杨赐叹息道“彪,往后的路,会越来越不好走,咱们呐,得做些准备。”
“准备?”
杨彪愕然道“难道咱们真的……”
“变,所有的东西都在变,即使现在不变,未来也一定会变。”
杨赐想到了刘备那犀利的言辞,恼火之余,竟也有那么一丝丝的自嘲“比如,有士人敢当众骂我老贼了,这就说明,人心已经变了,世上所有的变都可以挽回,唯有人心思变,不可挽回。”
对于杨赐所说的这一切,杨彪默然无语。
这场辩论之后,东园展开了更加激进的行动,先是把杨氏几个门人抓了起来审问,理由是他们对行刺的过程描述得过于细致,让人怀疑他们是主导者,所以必须要调查。
同时几个古文学派的门人也被抓了起来,理由是宦官上门询问的时候他们言辞激烈,顶撞东园属吏,有不顾皇帝生死安危的嫌疑,怀疑有谋反之心,需要审问。
这下子,动员可就不是请喝茶了。
那是正儿八经的上手审问了。
说!
你们怎么知道的那么细致的?
不知道?
不知道我就打到你们知道!
忘了?
来人!
给我上大记忆恢复术!帮他好好回忆一下!
杨氏的一个门人和古文学派的一个门生被打的死去活来,却也没有承认什么事情,最后被打成重伤丢出了监狱。
随后没几日,这两人便先后咽了气。
两大学派大惊失色,立刻问东园要说法,东园的说法却很简单。
为了天子的性命安危,这样的手段是必须的。
谁敢阻拦,谁敢抗拒,谁就和叛逆之贼有联系,就要接受调查!
否则,直接当作逆贼处置!
凶狠的气场斥退了前去责问的士人们。
东园那毫无底线的审问还在继续。
东园开始发威了,古文学派和今文学派也终于察觉到了这件事情的某些不对劲的地方。
但是究竟是哪里不对劲,他们还有些后知后觉的迷惘。
目前来看,更关键的是刘备怒斥杨赐的事情已经传遍了整个雒阳。
人人皆知杨赐污蔑卢植不成反被卢植的弟子刘备骂晕过去,成了一个厚颜无耻的老贼,丢尽了脸面,杨氏门楣暗淡无光。

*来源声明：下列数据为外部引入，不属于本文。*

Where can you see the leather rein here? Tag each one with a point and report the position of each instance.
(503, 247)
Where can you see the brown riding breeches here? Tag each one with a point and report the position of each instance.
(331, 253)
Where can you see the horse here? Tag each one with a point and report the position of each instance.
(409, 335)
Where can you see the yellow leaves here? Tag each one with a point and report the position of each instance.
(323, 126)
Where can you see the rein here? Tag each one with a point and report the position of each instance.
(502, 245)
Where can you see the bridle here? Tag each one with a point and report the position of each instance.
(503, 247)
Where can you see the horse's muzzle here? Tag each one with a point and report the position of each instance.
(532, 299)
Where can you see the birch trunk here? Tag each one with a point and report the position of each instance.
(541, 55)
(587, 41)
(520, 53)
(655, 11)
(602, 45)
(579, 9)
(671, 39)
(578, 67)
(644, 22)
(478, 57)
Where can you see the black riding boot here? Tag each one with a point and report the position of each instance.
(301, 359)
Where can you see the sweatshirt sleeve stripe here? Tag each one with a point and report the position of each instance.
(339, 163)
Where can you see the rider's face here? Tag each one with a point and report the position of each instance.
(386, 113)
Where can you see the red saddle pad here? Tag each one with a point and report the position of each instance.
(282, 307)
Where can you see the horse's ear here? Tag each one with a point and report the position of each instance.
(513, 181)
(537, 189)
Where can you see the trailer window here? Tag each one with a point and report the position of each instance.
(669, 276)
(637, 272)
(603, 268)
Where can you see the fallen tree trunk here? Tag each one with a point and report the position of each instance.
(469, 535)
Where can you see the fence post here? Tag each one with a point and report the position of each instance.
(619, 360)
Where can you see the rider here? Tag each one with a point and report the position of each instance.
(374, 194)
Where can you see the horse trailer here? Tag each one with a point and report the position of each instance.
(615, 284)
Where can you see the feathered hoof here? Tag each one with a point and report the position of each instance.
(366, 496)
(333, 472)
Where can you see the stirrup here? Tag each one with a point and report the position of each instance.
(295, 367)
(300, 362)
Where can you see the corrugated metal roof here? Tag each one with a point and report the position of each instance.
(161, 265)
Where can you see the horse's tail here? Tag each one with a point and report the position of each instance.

与此同时所发生的事情,就是今文学派和古文学派进一步的对立与相互攻讦。
双方已经不可能实现和解,矛盾越来越深,尽管面对着宦官掌控的东园的联合打击,却也没有任何协同作战的迹象,反而处心积虑的想着如何利用宦官弄死对方。
这可是远比党锢之祸还要严重的一件事情。
当时好歹还有今古文双方一定程度的默契合作,可眼下,却什么都没有了。
取而代之的是更加激烈的、泾渭分明的对峙。
有些人还想维持理智,双方内部的鸽派还想着挽回局面,但是人数更多、意志更加坚决的激进派却已经无法被遏制了。

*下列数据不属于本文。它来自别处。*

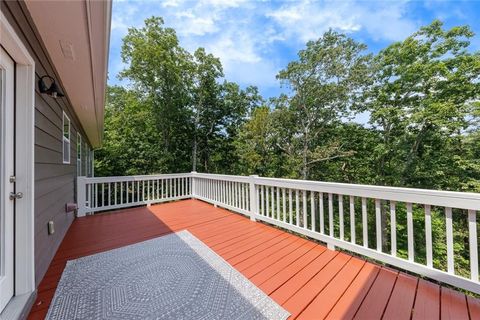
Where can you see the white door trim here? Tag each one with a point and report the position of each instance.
(24, 163)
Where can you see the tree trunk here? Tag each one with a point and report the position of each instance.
(194, 154)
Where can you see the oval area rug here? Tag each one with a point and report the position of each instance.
(171, 277)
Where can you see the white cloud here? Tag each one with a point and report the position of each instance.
(306, 20)
(246, 34)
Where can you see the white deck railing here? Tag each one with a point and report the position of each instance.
(325, 211)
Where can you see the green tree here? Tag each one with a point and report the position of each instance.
(161, 71)
(424, 96)
(325, 82)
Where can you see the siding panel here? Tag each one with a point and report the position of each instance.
(54, 181)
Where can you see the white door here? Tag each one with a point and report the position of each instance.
(6, 172)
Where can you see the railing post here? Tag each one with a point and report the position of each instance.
(253, 197)
(81, 196)
(193, 193)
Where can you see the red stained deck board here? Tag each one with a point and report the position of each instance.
(268, 267)
(427, 302)
(328, 297)
(266, 258)
(402, 298)
(299, 279)
(302, 298)
(283, 270)
(283, 265)
(272, 244)
(474, 307)
(348, 304)
(453, 305)
(376, 300)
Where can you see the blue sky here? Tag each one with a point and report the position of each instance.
(256, 39)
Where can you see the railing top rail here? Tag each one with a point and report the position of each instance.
(463, 200)
(135, 178)
(222, 177)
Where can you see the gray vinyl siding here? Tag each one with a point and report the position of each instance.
(54, 181)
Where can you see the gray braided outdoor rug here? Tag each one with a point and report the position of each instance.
(171, 277)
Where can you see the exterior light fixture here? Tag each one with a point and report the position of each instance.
(53, 91)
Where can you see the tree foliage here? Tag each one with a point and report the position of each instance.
(421, 96)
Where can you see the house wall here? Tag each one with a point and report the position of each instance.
(54, 181)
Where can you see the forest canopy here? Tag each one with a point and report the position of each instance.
(422, 97)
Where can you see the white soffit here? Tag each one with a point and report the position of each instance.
(76, 35)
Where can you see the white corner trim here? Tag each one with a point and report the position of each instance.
(25, 110)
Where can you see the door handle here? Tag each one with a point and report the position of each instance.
(14, 196)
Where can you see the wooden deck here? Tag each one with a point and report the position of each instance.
(306, 278)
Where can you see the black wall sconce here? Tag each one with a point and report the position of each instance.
(53, 91)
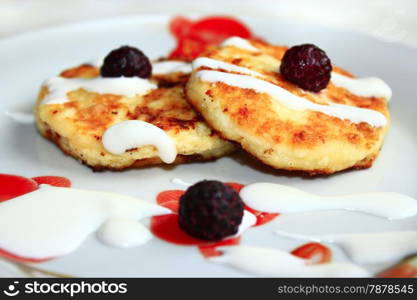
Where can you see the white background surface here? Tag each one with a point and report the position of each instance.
(394, 20)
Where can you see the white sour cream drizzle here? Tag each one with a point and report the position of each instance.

古文学派内部的激进派被今文学派恶劣的诬陷行为彻底激怒了,而今文学派内部的激进派也因为刘备的那一番针对性言论而被彻底激怒。
古文学派宣称今文学派的狗贼们试图置他们于死地,这是无可挽回不可原谅的恶劣之举,老朽之物居然试图阻碍历史的洪流,双方惟有彻底一分高下才能解决事端。
而今文学派则宣称古文学派的叛逆者们不尊重圣人、先师,大逆不道,混帐透顶,尤其是那个刘备,简直是无君无父的乱臣贼子,应该被乱棍打死。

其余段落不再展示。